Objectives: The purpose of this study was to investigate the long-term outcome after elective percutaneous coronary intervention in low-risk patients screened for aspirin and/or clopidogrel responsiveness in the 3T/2R (Tailoring Treatment With Tirofiban in Patients Showing Resistance to Aspirin and/or Resistance to Clopidogrel) trial.
Background: The impact of aspirin and/or clopidogrel poor response on long-term outcome is debated.
Methods: Aspirin and clopidogrel response was measured with the VerifyNow system aspirin and P2Y12 assays. After percutaneous coronary intervention (PCI), death, stroke, and myocardial infarction were assessed up to 1 year.
Results: Overall, 1,277 patients were screened, and 826 (65%) were treated with PCI. In all, 124 patients were found to be aspirin poor responders, and there were 179 clopidogrel poor responders (totally, 278 poor responders). The 1-year end point was significantly higher in poor responders as compared to full responders (15.8% vs. 8.6%, p=0.002), which is principally due to more myocardial infarction occurrence. At multivariable analysis, clopidogrel poor response emerged as an independent predictor (hazard ratio: 1.15, 95% confidence interval: 1.03 to 1.28). Receiver-operator characteristic analysis identifies≤23 of percentage of platelet inhibition and ≥208 of P2Y12 reactivity units as optimal cut offs to predict 1-year end point. Excluding periprocedural events, also peri-PCI myocardial infarction, which is strongly related to aspirin/clopidogrel poor response, was an independent predictor (hazard ratio: 1.25, 95% confidence interval: 1.14 to 1.37). Glycoprotein IIb/IIIa inhibitor administration reduces this risk in poor responders (21.2% vs. 34.7%, p=0.02), but not in full responders (6.3% vs. 6.5%, p=0.8).
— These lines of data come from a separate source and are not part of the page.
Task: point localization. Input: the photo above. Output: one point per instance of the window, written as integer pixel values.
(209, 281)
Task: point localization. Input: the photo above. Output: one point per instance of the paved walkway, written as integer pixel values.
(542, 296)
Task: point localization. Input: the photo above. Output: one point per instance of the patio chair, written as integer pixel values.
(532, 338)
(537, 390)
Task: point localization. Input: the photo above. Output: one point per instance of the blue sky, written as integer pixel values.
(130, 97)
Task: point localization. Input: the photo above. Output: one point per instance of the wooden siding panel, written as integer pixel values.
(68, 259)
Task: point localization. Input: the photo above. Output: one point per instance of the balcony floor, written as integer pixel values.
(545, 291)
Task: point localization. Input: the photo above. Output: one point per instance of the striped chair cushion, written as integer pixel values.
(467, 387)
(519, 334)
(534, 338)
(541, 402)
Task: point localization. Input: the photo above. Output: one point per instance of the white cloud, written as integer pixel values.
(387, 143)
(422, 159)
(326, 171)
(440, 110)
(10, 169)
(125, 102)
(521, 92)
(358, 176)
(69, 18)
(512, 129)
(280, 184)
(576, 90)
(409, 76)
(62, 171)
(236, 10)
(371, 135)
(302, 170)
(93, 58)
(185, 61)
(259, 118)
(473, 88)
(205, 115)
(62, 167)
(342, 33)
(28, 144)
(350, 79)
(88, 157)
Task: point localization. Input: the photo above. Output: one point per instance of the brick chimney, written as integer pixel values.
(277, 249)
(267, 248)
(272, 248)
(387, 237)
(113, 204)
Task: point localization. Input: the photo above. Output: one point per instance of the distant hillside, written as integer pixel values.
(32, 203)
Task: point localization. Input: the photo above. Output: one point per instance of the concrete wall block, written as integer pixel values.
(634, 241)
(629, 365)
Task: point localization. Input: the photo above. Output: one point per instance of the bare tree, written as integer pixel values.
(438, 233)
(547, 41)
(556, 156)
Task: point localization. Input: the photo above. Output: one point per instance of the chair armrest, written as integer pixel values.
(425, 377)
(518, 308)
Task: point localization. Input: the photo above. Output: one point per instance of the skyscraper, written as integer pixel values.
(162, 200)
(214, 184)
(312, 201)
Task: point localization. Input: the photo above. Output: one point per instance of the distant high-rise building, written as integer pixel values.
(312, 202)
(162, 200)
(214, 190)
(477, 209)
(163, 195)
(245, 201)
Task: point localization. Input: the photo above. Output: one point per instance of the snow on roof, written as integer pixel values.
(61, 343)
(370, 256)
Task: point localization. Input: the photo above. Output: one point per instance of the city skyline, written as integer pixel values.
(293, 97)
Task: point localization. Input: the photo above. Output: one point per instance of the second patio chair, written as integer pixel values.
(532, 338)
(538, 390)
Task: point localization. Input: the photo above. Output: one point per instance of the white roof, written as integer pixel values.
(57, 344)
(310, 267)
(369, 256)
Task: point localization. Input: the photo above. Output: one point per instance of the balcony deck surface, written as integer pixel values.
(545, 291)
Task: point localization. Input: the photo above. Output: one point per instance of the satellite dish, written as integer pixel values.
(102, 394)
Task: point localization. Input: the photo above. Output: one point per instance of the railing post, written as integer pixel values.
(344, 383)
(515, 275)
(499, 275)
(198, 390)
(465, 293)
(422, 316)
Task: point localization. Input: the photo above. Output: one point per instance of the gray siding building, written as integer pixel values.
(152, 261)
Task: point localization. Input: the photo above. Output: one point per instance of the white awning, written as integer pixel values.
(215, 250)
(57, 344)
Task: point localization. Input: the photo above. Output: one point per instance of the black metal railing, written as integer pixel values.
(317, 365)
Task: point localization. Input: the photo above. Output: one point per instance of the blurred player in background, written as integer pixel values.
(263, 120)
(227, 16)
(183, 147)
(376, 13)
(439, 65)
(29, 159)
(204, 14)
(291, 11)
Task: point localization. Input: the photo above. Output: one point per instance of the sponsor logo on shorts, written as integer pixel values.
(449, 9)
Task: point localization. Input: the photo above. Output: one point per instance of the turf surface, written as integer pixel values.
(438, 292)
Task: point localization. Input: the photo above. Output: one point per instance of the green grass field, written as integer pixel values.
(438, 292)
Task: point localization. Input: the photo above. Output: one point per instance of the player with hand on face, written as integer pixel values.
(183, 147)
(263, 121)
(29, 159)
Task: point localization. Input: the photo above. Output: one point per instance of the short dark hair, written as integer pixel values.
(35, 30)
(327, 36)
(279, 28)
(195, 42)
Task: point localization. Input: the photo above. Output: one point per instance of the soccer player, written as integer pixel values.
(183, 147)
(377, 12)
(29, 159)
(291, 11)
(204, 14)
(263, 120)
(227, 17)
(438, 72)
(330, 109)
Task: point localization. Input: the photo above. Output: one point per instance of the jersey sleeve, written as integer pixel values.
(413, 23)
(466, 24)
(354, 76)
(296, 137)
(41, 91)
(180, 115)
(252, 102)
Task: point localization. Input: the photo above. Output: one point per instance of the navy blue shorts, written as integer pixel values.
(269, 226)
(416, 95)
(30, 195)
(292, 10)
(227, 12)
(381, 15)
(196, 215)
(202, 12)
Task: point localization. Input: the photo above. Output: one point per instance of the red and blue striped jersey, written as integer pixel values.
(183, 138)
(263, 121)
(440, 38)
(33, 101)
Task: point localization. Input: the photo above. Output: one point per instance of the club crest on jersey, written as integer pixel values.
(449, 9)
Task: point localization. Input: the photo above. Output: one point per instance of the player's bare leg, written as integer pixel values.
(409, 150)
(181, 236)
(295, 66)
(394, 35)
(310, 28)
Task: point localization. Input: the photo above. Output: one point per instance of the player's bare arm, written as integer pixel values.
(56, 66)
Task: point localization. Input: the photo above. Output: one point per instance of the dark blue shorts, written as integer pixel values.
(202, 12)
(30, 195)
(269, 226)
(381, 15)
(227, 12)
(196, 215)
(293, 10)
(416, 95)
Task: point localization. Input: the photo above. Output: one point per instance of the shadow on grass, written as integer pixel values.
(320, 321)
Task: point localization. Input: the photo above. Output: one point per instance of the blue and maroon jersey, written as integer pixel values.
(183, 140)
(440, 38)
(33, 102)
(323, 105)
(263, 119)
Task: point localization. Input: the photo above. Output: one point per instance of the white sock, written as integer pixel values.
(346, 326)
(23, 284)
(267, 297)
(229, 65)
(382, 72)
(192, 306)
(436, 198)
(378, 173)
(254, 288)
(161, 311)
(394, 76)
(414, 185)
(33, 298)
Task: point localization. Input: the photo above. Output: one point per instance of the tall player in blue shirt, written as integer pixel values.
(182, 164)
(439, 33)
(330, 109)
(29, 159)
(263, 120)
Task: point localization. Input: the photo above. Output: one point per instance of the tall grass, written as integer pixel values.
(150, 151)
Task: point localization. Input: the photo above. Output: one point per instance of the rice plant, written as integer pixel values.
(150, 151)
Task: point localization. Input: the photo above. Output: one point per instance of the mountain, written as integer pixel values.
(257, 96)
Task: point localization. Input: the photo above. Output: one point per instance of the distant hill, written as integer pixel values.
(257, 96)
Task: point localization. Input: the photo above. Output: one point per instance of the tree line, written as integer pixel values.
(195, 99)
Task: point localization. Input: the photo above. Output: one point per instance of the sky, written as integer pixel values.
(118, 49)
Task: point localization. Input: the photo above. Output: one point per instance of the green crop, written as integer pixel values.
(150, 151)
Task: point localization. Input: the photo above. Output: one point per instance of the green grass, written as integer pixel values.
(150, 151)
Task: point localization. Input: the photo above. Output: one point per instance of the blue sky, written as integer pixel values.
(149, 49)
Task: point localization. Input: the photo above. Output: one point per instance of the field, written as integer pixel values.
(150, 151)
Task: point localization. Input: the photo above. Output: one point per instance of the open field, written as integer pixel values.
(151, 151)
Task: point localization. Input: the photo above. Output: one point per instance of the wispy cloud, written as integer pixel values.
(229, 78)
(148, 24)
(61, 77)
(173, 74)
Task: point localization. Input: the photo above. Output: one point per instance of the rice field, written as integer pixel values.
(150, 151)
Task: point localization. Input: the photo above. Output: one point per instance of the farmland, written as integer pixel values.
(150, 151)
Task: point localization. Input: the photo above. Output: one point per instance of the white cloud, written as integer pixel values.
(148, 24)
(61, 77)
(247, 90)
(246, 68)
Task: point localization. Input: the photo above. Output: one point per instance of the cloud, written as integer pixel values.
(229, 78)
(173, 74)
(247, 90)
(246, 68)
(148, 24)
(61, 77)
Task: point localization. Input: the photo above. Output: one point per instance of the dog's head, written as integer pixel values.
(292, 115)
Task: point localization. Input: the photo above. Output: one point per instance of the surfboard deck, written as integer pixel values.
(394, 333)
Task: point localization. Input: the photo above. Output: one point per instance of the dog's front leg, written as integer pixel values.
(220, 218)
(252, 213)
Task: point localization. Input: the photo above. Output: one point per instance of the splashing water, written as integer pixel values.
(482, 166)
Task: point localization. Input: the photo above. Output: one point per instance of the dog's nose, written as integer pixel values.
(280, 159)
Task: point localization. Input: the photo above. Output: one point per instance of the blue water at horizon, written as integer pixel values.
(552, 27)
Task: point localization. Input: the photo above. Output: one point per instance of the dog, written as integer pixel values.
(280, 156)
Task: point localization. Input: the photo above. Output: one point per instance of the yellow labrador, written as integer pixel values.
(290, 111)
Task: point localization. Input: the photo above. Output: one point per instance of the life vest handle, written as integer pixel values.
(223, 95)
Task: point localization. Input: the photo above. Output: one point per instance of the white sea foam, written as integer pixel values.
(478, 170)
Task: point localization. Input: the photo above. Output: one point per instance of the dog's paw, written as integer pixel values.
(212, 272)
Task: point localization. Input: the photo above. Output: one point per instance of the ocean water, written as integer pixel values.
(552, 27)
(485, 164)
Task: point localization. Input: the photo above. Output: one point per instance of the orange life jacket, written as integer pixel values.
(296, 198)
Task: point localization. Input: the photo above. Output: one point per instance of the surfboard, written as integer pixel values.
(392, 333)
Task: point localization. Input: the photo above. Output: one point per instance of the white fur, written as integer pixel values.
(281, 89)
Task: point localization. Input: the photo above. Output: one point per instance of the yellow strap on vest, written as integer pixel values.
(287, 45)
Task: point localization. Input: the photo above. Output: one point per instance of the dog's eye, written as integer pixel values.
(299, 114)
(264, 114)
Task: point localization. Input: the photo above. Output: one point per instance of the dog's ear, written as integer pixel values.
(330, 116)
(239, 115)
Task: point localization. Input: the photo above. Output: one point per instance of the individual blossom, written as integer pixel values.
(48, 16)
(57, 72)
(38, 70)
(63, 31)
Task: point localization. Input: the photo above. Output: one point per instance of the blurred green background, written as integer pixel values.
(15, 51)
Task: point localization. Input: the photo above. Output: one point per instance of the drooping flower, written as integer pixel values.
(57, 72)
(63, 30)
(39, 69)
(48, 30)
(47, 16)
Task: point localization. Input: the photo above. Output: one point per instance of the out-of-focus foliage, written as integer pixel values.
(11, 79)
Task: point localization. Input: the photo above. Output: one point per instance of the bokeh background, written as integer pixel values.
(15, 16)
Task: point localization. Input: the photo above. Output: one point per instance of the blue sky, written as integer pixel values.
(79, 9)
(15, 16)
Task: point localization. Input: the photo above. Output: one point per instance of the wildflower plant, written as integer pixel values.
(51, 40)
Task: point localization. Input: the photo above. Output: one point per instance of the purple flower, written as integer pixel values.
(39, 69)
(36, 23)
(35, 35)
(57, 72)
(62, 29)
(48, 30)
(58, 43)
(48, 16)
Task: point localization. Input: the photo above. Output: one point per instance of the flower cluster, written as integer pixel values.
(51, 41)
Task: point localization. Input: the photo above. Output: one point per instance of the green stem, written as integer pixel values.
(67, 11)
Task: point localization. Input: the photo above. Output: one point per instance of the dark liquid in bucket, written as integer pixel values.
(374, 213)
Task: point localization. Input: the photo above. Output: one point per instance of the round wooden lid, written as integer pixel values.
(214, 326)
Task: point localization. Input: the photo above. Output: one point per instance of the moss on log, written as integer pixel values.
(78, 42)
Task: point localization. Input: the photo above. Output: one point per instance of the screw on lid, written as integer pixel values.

Conclusions: Poor response to clopidogrel is an independent predictor of periprocedural myocardial infarction and worse 1-year outcome in low-risk patients undergoing PCI, whereas poor response to aspirin failed to predict a worse outcome. Contrary to what was observed in poor responders, glycoprotein IIb/IIa inhibitor therapy failed to provide a benefit in aspirin and/or clopidogrel full responders.